Tous le dévisagèrent. Ceux qui se trouvaient le plus près d’Hoffmann se tortillèrent sur leur siège pour mieux le voir. Mais Hoffmann, rouge de confusion, évita d’affronter leur regard. Il prit place à côté de Quarry, croisa les mains devant lui sur la table et contempla fixement ses doigts entrelacés. Il sentit la main de Quarry se poser sur son épaule, et la pression s’intensifia lorsque l’Anglais se leva.
— Bien, nous pouvons enfin commencer. Bienvenue, donc, mes amis, à Genève. Il y a près de huit ans qu’Alex et moi avons lancé la boîte, en nous servant de son intelligence et de mon physique, pour créer ce fonds d’investissement d’un genre très particulier, qui s’appuie exclusivement sur du trading algorithmique. Nous avons commencé avec un tout petit peu plus de 100 millions de dollars d’actifs gérés, dont nous devions une bonne partie à mon vieil ami ici présent, Bill Easterbrook, d’AmCor. Nous avons fait des bénéfices dès la première année, et nous n’avons jamais cessé d’en faire depuis, ce qui explique que nous soyons aujourd’hui cent fois plus gros qu’à nos débuts, avec 10 milliards de dollars d’actifs gérés.
« Je ne vais pas me vanter de nos résultats. J’espère ne pas en avoir besoin. Vous avez tous les relevés trimestriels, et vous savez ce que nous avons accompli ensemble. Je me contenterai de vous donner une statistique. Le 9 octobre 2007, le Dow Jones Industrial Average fermait à 14 164 points. Hier soir — j’ai vérifié avant de quitter mon bureau —, le Dow Jones a fermé à 10 866. Cela représente une perte de près d’un quart en plus de deux ans et demi. Vous imaginez ! Tous ces pauvres naïfs avec leurs plans de retraite et leurs obligations indexées ont perdu 25 % de leurs investissements. Mais en nous faisant confiance pendant la même période, vous avez vu la valeur de votre investissement grimper de 83 %. Mesdames et messieurs, je crois que vous serez d’accord pour admettre que vous n’avez pas à regretter de nous avoir confié votre argent.
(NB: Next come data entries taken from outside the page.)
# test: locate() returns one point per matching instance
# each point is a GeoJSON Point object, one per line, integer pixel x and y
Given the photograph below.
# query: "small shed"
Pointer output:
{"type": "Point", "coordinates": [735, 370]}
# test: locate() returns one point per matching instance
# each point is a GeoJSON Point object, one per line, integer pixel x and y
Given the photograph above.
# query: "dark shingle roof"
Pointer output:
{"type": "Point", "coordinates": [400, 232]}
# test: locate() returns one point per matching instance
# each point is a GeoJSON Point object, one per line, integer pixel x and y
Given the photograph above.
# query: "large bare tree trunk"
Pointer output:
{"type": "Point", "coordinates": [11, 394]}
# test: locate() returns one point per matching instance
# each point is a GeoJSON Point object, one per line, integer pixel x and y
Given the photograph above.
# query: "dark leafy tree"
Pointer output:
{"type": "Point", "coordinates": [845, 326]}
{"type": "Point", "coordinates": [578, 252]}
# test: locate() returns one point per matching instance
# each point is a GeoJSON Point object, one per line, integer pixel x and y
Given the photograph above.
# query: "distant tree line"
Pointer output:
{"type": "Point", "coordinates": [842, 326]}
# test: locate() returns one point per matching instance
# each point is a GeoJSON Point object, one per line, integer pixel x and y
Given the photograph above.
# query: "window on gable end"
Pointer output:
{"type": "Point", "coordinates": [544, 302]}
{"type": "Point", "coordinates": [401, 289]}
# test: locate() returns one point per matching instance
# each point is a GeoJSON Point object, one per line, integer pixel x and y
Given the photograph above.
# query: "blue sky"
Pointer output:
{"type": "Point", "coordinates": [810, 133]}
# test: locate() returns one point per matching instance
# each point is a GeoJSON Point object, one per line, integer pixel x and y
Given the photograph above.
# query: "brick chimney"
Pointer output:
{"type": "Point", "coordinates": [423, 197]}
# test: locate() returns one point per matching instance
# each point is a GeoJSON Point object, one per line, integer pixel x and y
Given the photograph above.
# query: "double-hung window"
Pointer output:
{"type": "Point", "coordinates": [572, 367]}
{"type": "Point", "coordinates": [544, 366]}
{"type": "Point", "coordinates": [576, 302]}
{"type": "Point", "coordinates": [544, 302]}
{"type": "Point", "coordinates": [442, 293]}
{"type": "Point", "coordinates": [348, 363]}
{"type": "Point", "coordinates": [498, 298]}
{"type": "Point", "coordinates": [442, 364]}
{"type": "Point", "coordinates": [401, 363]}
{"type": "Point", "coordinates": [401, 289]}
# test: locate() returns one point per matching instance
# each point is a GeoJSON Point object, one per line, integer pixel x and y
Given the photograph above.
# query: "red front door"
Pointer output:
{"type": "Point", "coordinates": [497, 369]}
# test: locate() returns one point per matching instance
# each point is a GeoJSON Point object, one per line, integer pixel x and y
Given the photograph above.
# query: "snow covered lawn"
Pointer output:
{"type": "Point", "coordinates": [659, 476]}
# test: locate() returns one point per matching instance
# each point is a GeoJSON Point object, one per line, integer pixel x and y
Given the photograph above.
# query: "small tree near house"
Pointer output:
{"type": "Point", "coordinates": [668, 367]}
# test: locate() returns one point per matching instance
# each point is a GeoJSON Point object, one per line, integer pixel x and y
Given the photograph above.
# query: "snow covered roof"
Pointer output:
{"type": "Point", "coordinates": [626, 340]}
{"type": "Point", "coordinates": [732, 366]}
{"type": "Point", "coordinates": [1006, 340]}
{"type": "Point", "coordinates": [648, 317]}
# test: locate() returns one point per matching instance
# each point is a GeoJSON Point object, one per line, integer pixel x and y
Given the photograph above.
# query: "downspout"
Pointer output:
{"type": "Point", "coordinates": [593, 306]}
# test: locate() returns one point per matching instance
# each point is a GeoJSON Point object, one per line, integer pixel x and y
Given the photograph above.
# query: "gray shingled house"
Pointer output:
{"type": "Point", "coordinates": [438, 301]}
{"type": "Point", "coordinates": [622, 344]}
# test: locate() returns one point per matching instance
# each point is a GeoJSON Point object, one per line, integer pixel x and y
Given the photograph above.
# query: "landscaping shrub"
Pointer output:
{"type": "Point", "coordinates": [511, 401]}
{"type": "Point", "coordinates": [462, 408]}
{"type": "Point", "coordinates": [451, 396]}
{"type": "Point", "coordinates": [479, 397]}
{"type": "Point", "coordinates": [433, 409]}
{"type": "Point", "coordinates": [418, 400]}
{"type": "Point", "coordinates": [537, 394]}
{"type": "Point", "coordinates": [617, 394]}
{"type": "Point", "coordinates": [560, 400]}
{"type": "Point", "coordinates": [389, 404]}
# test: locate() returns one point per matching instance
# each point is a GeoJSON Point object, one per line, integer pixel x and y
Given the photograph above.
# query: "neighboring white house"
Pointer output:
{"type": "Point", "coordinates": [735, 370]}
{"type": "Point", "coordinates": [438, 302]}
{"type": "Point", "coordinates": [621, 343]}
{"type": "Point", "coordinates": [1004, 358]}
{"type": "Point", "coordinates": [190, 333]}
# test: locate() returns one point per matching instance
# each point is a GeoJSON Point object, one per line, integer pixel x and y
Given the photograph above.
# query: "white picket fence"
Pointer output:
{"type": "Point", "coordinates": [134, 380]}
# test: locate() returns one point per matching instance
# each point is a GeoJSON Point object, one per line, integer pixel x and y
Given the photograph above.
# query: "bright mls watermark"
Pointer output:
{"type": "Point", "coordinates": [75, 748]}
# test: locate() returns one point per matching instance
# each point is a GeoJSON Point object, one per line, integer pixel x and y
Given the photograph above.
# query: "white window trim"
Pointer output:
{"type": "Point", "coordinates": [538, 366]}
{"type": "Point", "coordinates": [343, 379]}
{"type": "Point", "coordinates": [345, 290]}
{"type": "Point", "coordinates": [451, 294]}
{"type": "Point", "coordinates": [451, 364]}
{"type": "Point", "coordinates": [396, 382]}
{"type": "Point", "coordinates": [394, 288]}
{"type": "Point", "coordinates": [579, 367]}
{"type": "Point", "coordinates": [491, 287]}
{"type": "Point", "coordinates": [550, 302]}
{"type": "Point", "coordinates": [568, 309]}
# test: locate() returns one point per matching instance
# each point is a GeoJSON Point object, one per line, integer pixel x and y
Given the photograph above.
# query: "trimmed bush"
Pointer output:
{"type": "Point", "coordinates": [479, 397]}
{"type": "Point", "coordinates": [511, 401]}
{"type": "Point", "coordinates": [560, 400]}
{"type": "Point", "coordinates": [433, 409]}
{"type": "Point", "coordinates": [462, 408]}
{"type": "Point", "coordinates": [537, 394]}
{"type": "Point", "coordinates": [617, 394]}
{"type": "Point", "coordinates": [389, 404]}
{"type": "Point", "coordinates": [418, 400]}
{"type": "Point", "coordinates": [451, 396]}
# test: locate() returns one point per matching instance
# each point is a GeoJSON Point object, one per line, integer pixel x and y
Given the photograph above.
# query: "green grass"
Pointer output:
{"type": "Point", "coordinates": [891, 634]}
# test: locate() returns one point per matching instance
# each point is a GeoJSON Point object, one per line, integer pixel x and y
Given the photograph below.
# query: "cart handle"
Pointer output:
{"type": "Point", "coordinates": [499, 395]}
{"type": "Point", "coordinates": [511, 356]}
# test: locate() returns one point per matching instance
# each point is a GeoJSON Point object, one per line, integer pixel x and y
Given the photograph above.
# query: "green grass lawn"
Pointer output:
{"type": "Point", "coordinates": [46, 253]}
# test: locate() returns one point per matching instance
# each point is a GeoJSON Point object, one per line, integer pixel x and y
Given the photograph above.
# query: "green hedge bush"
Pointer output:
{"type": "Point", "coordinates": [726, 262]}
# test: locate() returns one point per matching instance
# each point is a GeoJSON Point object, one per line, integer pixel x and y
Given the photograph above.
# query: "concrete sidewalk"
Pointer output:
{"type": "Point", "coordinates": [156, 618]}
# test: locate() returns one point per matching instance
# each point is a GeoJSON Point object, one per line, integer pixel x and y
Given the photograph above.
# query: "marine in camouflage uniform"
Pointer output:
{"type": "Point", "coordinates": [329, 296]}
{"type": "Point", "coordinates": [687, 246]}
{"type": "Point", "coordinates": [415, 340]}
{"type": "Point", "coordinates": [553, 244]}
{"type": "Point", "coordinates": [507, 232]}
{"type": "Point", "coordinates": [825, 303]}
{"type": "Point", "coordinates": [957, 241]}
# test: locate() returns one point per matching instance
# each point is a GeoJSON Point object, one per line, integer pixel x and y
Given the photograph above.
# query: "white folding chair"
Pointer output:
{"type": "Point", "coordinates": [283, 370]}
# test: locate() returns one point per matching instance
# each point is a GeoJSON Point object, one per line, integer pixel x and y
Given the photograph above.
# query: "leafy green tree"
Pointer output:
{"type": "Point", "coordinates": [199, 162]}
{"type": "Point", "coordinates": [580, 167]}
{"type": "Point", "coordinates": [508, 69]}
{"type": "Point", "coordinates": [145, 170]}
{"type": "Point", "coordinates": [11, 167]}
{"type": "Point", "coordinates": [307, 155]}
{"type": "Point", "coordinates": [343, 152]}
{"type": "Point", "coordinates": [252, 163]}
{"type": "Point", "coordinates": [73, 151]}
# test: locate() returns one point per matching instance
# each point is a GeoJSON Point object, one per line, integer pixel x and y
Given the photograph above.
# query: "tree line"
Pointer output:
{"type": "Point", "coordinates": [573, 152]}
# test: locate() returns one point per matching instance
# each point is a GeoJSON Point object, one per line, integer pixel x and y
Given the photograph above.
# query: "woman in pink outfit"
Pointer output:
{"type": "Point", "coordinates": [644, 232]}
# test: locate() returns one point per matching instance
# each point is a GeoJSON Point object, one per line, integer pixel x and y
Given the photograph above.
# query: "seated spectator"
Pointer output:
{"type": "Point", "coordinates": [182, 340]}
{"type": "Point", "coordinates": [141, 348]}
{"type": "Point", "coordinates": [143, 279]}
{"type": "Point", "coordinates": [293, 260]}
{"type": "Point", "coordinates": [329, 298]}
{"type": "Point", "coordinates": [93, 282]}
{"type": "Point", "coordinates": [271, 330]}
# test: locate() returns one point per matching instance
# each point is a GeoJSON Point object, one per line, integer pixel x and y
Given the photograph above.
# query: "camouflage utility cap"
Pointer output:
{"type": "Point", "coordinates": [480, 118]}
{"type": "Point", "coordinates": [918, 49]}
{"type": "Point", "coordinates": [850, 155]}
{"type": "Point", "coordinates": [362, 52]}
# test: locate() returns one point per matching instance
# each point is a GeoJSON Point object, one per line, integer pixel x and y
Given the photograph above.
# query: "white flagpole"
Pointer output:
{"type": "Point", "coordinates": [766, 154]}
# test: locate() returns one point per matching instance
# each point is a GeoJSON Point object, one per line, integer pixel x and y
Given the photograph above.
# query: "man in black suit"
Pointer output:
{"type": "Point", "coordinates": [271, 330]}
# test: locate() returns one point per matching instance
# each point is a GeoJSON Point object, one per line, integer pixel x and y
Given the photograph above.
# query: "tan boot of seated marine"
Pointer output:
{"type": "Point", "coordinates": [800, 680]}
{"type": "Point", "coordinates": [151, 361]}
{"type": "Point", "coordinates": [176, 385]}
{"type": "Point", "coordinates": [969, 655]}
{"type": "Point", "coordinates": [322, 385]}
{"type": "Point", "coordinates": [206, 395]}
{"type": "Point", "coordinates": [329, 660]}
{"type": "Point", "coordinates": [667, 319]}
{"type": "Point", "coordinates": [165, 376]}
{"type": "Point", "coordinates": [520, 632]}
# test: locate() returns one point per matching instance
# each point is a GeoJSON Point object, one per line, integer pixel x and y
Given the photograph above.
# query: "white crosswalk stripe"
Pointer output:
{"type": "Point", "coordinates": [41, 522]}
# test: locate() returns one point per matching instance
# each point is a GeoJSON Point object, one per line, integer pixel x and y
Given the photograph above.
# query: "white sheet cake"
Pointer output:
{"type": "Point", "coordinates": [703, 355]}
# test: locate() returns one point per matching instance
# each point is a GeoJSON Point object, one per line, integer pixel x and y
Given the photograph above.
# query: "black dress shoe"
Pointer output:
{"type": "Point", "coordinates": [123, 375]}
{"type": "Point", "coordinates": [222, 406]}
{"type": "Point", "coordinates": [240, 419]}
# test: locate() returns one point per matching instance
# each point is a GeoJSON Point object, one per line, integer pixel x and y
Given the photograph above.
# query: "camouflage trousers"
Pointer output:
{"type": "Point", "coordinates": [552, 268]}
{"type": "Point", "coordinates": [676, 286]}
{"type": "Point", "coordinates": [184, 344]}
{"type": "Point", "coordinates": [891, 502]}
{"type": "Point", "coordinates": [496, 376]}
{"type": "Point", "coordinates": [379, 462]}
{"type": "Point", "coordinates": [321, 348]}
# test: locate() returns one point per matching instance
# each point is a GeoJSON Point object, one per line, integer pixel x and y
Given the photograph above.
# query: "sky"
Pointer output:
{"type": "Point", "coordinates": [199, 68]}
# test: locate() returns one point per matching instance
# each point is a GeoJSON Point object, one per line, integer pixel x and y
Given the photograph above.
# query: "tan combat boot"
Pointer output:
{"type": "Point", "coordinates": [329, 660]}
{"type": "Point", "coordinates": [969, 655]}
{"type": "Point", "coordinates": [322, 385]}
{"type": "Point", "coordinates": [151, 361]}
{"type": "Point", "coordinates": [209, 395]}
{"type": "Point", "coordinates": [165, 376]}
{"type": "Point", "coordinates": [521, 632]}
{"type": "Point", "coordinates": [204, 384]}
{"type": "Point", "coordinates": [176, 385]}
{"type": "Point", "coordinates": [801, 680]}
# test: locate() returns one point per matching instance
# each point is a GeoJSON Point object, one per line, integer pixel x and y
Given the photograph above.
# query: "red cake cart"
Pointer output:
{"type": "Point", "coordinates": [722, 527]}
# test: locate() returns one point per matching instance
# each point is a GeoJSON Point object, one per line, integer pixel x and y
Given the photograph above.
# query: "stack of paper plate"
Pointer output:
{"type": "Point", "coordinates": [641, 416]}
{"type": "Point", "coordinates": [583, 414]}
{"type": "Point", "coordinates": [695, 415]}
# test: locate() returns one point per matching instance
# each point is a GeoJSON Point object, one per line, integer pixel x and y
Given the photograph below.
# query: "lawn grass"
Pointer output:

Pour la première fois, Hoffmann risqua un rapide coup d’œil autour de la table. L’auditoire de Quarry l’écoutait avec attention. (« Les deux sujets qui passionnent le plus, avait un jour fait remarquer Quarry, sont la vie sexuelle des autres et tout ce qui touche à votre propre fric. ») Ezra Klein lui-même, qui se balançait toujours d’avant en arrière tel un étudiant de madrasa, se tenait momentanément immobile tandis que Mieczyslaw Łukasiński n’arrivait tout simplement pas à effacer le sourire de sa grosse figure de paysan.
Quarry avait toujours sa main droite posée sur l’épaule d’Hoffmann tout en gardant la gauche fourrée négligemment dans sa poche.